A 27.4.2018, foi proferida sentença que julga parcialmente procedente por provada a presente ação, e, em consequência, condena o réu a restituir ao autor a quantia de 50.000,00 euros, acrescida de juros moratórios legais, vencidos e vincendos, desde 28/10/2014, à taxa de 4% ao ano e sempre até integral reembolso da quantia de 50.000,00 euros, aplicando-se qualquer alteração que venha a ser introduzida a esta taxa até que aquele ocorra.
São os seguintes os factos provados na sentença impugnada:
1º. O autor era cliente do E…, na sua agência E1…, no Porto, com a conta à ordem nº. …………….
2º. O autor subscreveu obrigações D… …., no valor global de 50.000,00 euros, vendidas no dito balcão do E….
3º. Até Maio de 2015 foram pagos ao autor juros do capital investido.

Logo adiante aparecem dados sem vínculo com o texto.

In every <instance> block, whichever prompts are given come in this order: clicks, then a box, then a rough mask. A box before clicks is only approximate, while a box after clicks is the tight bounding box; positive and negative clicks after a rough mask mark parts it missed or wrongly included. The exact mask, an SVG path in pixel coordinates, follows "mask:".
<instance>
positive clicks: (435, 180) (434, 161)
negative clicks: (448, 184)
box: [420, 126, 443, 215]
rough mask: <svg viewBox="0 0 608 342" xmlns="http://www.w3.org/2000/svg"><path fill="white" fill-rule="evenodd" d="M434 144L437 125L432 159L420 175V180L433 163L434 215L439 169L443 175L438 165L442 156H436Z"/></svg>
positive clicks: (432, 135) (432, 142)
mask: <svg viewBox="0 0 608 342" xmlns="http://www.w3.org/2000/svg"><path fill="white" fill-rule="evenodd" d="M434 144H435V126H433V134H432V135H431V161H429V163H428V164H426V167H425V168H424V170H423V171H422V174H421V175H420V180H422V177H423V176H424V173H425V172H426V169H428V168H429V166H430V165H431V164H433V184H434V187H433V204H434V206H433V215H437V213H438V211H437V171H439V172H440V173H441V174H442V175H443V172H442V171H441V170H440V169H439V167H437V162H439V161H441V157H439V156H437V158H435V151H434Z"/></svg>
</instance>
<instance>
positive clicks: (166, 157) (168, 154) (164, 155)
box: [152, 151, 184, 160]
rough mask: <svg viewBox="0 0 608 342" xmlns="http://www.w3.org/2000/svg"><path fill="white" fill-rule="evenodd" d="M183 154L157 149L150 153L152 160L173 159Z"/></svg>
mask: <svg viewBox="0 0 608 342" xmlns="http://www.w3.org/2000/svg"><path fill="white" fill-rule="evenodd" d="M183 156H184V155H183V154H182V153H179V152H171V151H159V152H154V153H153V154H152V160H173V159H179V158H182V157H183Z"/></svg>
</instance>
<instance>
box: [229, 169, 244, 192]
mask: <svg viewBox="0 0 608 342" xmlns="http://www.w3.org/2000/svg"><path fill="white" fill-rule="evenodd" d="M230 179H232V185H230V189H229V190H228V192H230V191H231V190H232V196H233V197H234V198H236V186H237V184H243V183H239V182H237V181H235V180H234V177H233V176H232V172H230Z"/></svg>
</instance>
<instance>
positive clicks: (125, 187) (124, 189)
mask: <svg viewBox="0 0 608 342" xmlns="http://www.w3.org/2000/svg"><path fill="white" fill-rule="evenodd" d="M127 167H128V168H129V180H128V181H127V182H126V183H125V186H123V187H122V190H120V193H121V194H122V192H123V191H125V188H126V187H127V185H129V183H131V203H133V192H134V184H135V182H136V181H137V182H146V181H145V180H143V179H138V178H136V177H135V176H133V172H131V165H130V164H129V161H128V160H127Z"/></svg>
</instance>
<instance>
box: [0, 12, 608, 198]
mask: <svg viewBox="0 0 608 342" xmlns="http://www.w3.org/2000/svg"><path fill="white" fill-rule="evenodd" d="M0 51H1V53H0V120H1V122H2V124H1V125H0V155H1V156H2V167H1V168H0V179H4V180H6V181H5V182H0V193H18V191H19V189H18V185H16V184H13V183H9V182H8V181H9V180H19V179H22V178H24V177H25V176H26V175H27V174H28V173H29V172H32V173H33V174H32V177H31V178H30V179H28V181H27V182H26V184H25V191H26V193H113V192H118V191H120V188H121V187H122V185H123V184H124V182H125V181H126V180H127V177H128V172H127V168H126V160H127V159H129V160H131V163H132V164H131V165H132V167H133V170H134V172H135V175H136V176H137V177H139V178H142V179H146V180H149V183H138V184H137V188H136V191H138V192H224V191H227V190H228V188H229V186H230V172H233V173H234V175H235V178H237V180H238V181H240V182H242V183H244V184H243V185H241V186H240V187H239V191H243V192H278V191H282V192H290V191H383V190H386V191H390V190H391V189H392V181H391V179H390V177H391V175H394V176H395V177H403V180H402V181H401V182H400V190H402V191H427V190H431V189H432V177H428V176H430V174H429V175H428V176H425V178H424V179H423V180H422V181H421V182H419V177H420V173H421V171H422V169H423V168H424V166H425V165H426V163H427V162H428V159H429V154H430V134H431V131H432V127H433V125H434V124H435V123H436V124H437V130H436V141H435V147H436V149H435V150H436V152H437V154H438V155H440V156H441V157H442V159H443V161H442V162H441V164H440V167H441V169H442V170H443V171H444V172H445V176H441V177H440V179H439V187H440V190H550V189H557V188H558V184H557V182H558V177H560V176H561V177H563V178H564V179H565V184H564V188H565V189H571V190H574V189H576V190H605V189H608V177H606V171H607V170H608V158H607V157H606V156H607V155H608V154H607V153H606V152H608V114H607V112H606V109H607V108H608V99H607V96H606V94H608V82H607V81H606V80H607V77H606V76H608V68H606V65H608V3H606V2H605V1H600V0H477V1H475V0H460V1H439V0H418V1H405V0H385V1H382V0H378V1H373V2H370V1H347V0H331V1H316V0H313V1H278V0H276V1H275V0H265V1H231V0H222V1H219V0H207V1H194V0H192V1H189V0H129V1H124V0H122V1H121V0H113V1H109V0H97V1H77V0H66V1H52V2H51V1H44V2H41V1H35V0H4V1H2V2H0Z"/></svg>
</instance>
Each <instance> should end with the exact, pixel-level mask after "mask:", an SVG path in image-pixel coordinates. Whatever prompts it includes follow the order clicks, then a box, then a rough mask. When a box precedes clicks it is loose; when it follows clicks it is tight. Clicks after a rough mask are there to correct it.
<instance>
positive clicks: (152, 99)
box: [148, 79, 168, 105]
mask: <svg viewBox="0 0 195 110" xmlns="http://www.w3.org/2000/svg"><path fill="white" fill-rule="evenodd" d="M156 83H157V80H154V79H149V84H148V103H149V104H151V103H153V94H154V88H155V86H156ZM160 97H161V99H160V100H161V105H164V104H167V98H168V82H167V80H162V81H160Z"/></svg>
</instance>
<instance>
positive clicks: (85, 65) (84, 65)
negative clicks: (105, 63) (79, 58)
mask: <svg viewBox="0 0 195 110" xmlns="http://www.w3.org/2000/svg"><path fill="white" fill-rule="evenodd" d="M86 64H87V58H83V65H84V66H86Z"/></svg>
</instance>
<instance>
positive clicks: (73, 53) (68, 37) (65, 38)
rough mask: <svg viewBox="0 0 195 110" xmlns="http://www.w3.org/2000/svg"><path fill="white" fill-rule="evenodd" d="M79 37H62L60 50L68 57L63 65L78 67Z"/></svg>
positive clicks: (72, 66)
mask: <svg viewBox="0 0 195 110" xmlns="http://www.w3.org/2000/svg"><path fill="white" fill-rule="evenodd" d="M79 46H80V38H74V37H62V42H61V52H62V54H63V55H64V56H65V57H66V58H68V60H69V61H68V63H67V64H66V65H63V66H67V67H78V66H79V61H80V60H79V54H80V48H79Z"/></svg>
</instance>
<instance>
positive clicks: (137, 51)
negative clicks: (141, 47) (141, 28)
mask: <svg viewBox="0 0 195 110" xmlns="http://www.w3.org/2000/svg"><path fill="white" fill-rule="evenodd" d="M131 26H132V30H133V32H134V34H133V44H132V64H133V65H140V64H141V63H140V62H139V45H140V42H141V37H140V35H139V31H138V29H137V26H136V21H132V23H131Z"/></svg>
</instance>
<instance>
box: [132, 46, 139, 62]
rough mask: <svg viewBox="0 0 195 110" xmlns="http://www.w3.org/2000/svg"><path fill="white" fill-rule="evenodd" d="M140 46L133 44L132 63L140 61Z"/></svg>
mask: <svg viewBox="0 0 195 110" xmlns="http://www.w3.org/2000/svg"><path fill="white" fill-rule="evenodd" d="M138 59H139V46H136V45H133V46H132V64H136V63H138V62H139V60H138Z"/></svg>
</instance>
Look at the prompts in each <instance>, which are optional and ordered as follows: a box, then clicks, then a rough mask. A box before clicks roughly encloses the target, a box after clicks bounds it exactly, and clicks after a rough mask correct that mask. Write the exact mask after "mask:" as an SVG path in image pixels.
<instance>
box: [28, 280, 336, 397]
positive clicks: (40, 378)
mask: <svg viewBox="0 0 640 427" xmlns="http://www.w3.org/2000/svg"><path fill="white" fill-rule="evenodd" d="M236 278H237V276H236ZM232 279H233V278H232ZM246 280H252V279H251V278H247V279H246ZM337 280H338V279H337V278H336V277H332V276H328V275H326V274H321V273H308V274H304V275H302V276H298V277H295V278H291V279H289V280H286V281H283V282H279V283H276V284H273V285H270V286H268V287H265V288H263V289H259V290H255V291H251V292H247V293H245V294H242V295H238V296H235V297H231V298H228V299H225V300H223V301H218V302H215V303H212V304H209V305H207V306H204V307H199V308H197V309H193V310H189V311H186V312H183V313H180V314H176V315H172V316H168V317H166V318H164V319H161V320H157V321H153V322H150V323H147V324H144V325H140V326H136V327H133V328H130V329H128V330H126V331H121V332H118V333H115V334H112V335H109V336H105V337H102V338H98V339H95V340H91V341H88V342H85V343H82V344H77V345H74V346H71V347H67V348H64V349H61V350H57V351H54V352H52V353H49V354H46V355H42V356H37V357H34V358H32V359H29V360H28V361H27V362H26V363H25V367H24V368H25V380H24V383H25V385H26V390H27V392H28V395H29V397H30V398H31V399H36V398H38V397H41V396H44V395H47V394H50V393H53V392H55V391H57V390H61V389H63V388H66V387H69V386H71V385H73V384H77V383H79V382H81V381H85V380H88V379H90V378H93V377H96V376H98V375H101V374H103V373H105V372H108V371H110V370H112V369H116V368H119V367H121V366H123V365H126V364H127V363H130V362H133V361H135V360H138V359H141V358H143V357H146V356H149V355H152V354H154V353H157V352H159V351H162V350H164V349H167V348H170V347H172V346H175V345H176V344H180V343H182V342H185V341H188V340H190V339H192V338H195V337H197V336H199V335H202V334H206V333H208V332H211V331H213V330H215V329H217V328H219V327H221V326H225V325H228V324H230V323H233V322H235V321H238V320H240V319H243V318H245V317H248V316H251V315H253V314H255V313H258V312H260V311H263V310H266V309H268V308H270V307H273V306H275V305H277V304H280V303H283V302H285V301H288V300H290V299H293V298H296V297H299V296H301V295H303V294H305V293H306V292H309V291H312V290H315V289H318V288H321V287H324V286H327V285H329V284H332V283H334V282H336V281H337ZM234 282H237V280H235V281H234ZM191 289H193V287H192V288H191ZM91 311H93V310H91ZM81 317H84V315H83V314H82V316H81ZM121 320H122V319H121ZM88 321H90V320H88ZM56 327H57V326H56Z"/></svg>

4º. O aludido em 2º. foi antecedido de um contacto telefónico feito pelo gerente do Banco réu da agência E1… ao autor, em 12 de Abril de 2004, propondo-lhe a aquisição de um produto em tudo igual a um depósito a prazo, com o capital garantido, e com a rentabilidade assegurada.
5º. Em face das informações assim dadas, pois de outra forma não o teria aceitado, o autor deu autorização para a aplicação em causa nos autos, pois que lhe foi dito que o capital era garantido, gerava juros semestrais, e que o capital e os respectivos juros poderiam ser desmobilizados quando este o entendesse, bastando para isso o solicitar à agência com uma antecedência de três dias.
6º. Disso esteve o autor convencido até à data em que o Banco réu deixou de pagar os juros, e, na data de vencimento contratada, 27/10/2014, não restitui ao autor o montante que aquele lhe confiara, atribuindo agora a responsabilidade pelo pagamento à D…, emitente das ditas obrigações, entidade que o autor desconhecia ser a empresa mãe do banco.
7º. As orientações internas vertidas pelo E… consistiam em afirmar a segurança da aplicação financeira em causa, a sua boa rentabilidade e solidez, passando a ideia de que aos mesmos não estavam associados quaisquer riscos quanto ao reembolso do capital e juros, pois eram empresas que integravam o mesmo grupo empresarial que o E…, e, por isso, garantia ele próprio a satisfação de tais encargos.
8º. O autor recebia em casa um extracto periódico onde apareciam escritas as obrigações em causa, bem como a creditação em conta dos juros relativos aos cupões das ditas obrigações.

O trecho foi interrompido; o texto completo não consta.